The little house had its place under the fir tree that towered way up to the decorated vault. On both sides of the church in long wooden balconies, boys and girls, dressed for the holiday, their cheeks rosy, kept watch over the candles so the tree wouldn’t catch on fire. Each was armed with a long thin pole: when a wick flared high among the branches and ornaments, one of the boys, his face blushing deeper red with bashful self-importance, would snuff the flame.
The eyes of the children became radiant with the flickerings on the fir tree. But the grownup men, the grownup women . . . how did they look at things?
Their voices ascended to the arches, resonating in unison, the voices swirled among the columns like bare trees, trees like signs. The organ swelled from depths far below, the organ spiraled down from on high.
In rows on the wooden benches, all the world sang, people curling further within, worming into themselves. Earthly beings and heavenly beings. Hope and a tear between worlds.
At the end, gifts: apples cookies shining gilt walnuts little glittering goodies. Voices caroling, the organ soaring above everybody. Then people scattered in every direction.
You would leave but the music kept you company (oh gladness, goodness) beyond the walls of the church to the narrow streets, far into the distance. The voice of the organ permeating the gossamer of your bodily fabric, air and flame.

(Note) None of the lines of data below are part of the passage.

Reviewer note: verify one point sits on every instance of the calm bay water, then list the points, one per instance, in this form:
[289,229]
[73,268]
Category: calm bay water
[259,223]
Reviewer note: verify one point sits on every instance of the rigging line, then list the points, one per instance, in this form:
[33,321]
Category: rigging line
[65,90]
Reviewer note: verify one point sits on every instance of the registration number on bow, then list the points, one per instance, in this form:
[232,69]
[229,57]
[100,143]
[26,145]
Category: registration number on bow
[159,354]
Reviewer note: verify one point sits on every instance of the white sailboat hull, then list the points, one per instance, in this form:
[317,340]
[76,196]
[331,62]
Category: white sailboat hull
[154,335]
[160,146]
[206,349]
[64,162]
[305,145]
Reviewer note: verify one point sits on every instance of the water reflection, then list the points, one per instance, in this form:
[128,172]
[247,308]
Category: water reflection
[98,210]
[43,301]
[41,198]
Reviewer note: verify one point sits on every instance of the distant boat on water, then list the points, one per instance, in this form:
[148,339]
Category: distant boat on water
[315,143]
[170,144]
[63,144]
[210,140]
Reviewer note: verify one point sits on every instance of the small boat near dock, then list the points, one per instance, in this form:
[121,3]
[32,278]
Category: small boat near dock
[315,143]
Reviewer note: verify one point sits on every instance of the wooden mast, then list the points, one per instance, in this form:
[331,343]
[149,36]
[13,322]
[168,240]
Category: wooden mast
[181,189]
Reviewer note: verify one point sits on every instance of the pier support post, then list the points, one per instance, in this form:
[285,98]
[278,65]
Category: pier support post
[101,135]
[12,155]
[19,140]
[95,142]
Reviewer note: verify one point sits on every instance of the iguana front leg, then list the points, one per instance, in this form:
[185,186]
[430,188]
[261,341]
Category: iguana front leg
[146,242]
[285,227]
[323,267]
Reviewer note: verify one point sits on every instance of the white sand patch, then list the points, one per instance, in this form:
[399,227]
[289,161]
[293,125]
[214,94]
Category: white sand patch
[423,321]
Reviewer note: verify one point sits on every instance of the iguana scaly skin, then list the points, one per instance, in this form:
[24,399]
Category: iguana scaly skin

I was with my grandmother. (“They make it so nice, too . . . Do you see how they prepared a gift for you, as if you were among their own children?” She was whispering to me as we walked home in darkness. “Did you tell them thank you?”) The snow scrunched under our feet.
My jaw was stiff, clenched with emotion. Everywhere I turned my eyes—bright windows. “Think he’s been . . . he’s been to ours . . . to our house?”
Usually on Christmas Eve while the two of us were at the German church, Father Christmas would come with the tree and gifts, but he had to hurry away to visit other children. Faithfully, he forgave my mistakes—year after year he was kind. Every year he also left behind a number of duties for me.
Our tree was nice, the nicest. And Father Christmas never forgot the white angel and the little stars and the funny clown as fat as a barrel. And the Hess chocolates wrapped in crinkly colored foil. You couldn’t eat those anymore: Father Christmas had been keeping them since the time of the war and each year there were fewer.